Fisker Automotive is in talks with several potential buyers and/or investors, and won’t be able to stay open without a deal, the Wall Street Journal reported.
Fisker Automotive is in talks with several potential buyers and/or investors, and won’t be able to stay open without a deal, the Wall Street Journal reported. The WSJ cited “people familiar with the discussions,” who said that the beleaguered company has set a goal of finding a suitor by next month, and that two possible buyers have hired banks to work on offers.
According to the WSJ’s sources, Fisker will probably be sold, but could remain independent if it finds a partner or investor. One potential investor is Chinese-owned auto-parts maker Wanxiang America Corp, which recently received US government approval to buy failed battery maker A123, whose bankruptcy recently forced Fisker to shut down its production line.
Batteries aren’t Fisker’s only problem. It’s embroiled in a lawsuit with its insurance company over 338 new Karma sedans that were destroyed by Superstorm Sandy. A couple of its cars have caught fire, leading to costly recalls and bad publicity.
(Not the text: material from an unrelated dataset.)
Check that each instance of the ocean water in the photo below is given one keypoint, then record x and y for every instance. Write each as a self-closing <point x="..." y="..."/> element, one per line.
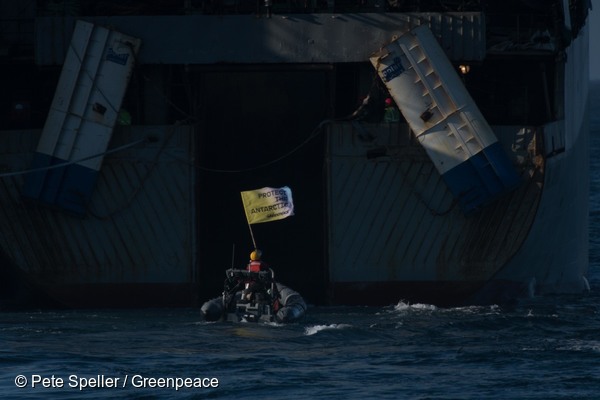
<point x="543" y="348"/>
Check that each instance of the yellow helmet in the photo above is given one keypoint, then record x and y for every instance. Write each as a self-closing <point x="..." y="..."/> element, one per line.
<point x="255" y="255"/>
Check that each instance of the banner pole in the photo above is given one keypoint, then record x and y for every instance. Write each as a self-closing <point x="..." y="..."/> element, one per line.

However, as is usual for startups, the overriding issue is simple: not enough funds.
Fisker received $192 million in DOE loans, but further funding was frozen after the company missed development deadlines for its planned next model, the Atlantic. Will that mid-market PHEV, which Fisker hopes to sell for about half the price of the $100,000 Karma, ever be built? A spokesman said the company is in “potential partnership and strategic alliance talks with the goal of moving the Atlantic project forward.”